On Editing

revising a paper

From http://www.k12opened.com/ebooks/ela/ebook-writingaresearchpaper/index.html

After the writing itself, editing is the most important part of the writing process. It is also the most dreaded and the part that many beginners make the mistake of skipping.

No matter how good of a writer you are, chances are that your manuscript needs editing. There are several reasons for this. The first is nobody is perfect. And the closer you are to someone or something, the less likely you are to see the flaws. You know what you wrote. So you aren’t as likely to see the typo or that words are in the wrong order.

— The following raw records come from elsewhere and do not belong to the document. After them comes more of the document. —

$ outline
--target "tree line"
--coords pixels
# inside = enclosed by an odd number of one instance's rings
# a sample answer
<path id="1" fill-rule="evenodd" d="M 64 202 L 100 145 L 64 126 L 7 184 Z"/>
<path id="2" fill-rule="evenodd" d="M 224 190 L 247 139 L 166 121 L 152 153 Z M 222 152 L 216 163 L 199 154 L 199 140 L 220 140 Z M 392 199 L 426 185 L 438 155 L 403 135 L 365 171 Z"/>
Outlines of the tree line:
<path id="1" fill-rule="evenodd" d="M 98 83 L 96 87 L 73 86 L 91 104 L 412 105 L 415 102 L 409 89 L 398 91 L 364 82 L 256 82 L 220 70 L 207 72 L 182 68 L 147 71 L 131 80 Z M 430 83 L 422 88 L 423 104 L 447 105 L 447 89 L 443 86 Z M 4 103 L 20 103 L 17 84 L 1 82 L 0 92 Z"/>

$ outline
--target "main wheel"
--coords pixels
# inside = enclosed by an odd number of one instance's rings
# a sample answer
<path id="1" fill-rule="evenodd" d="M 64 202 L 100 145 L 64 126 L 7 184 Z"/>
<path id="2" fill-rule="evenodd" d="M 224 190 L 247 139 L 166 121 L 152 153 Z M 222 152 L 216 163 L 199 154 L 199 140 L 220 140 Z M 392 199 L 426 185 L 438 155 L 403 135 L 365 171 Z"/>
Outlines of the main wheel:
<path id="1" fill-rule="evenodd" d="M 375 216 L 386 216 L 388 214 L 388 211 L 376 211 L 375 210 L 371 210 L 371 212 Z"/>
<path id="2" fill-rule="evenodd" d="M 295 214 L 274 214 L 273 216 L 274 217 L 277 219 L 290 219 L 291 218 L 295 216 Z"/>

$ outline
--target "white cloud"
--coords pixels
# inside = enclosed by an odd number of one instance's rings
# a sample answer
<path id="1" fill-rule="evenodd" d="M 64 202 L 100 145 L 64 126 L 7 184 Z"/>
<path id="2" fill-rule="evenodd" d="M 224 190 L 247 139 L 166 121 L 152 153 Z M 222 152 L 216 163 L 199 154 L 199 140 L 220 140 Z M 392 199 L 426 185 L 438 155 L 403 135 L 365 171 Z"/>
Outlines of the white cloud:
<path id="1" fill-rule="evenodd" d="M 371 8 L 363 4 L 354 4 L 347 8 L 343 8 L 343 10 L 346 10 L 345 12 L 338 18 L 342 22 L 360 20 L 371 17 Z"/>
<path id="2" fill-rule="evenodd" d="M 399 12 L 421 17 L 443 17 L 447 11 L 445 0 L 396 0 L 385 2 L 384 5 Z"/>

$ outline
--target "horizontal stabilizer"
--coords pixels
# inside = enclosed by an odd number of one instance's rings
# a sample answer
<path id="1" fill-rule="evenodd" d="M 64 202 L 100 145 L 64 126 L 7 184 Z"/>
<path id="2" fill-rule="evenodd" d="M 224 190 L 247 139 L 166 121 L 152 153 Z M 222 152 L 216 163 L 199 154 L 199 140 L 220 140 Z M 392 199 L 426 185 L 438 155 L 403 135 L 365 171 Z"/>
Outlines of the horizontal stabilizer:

The second is that you probably aren’t as good of a writer as you think you are. I recently got ample proof of that. But more on that topic later.

What kind of editing is there?

There are several types of editing out there that exist in a hierarchy. At the top you have developmental editing and at the bottom is proofreading. As you move from the top of the organizational pyramid to the bottom, the scope of editing changes, as does the price.

  1. Developmental editing
  2. Line editing
  3. Copy editing
  4. Proofreading

Developmental is the manuscript level. The focus is the story-telling. This edit ignores the details but looks at the overall story, looking for plot holes, deus ex machina, and other foundational problems with your story. A developmental editor isn’t going to fix typos or move paragraphs around. In fact, they aren’t going to change anything in your manuscript. Basically, they are going to write the most in-depth book review you’ll ever read. Writer’s Digest offer’s a developmental edit service that promises “12-16 pages of detailed notes on premise, plot structure, pacing, characters, dialogue and marketability.”

It is also the most expensive type of edit. Writer’s Digest service charges $4 per page. Granted, that is standard 8.5×11 pages, not paperback sized pages, but the manuscript for Once Upon a Saturn Moon is only 1/6 finished and already 20 pages. Carried out to its logical conclusion, developmental editing would run nearly $500 for this book. Ouch.

Line editing is the paragraph level.  The focus here is the art of writing. A line editor will work to make sure that the words flow and things make sense. A story may or may not benefit from a developmental edit, but it will always benefit from a line edit. Why? Because you are not as good a writer as you think you are. Don’t take it personally, nobody is, not even line editors.

Line editing typically costs about as much as developmental, but there are some tricks for making it more affordable.

Copy editing is the sentence level. The focus here is the mechanics. Copy editors check for grammar, style, and proofreading. Copy editing is much cheaper than line editing.

Proofreading is the character level. Proofreading is typically done by the copy editor,  but if you don’t spring for a professional copy editor, it is essential to get a fresh set of eyes to proofread your work. Proofreading looks for typos, misspellings, punctuation, and homonyms (like their vs they’re or its vs it’s). If you pay for proofreading, it will run about half the price of line editing.

Where to find editors

There are several places to find freelance editing. The cost is going to depend a lot on the source. One of the important things to remember is to look for an editor that specializes in what you are writing. If you are writing science fiction, don’t hire an editor who reads crime thrillers.

  1. Freelance websites
  2. Fiverr
  3. Critique Circle

Freelance websites. Most people searching for an editor are going to do a google search. “Science fiction copy editor” shows over 41 million results. It’s far faster and easier to use a website that has freelancers sign up and and advertise their services on the site where users rate their work. Popular sites include Odesk, Elance, and Trulancer.

Fiverr. Here’s a secret. Fiverr is just a freelance website. They get a bad reputation because the advertise that gigs are just five dollars. But that isn’t really the case. Sellers on Fiverr will do only as much work as they feel is worth five dollars and do larger amounts of work only with “extras” which can run as high as $50 each. I do the same formatting and conversion services I do here on Fiverr, but I will only work on a 20 page manuscript for $5. For copy editing my science fiction, I use anaiya.

Critique Circle. I actually get much of my copy editing done for free. Story critiques aren’t a true line edit, but they are pretty close if you are cheap or on a limited budget. How Critique Circle works is that you receive credits for critique other writer’s work. Depending on the length of the story you are critiquing and the length of your critique, you will receive between half and two credits for your effort. With three credits, you can have your story inserted into the queue to be critiqued by other authors. Each story gets six crits as they call them.

CC is where I learned that I’m not as good a writer as I think I am. I received glowing compliments on my story, character development and world building, but by and large, everybody hated my actual writing. You can read the critiques I received here. Looks like I’ve got a rewrite on my hands.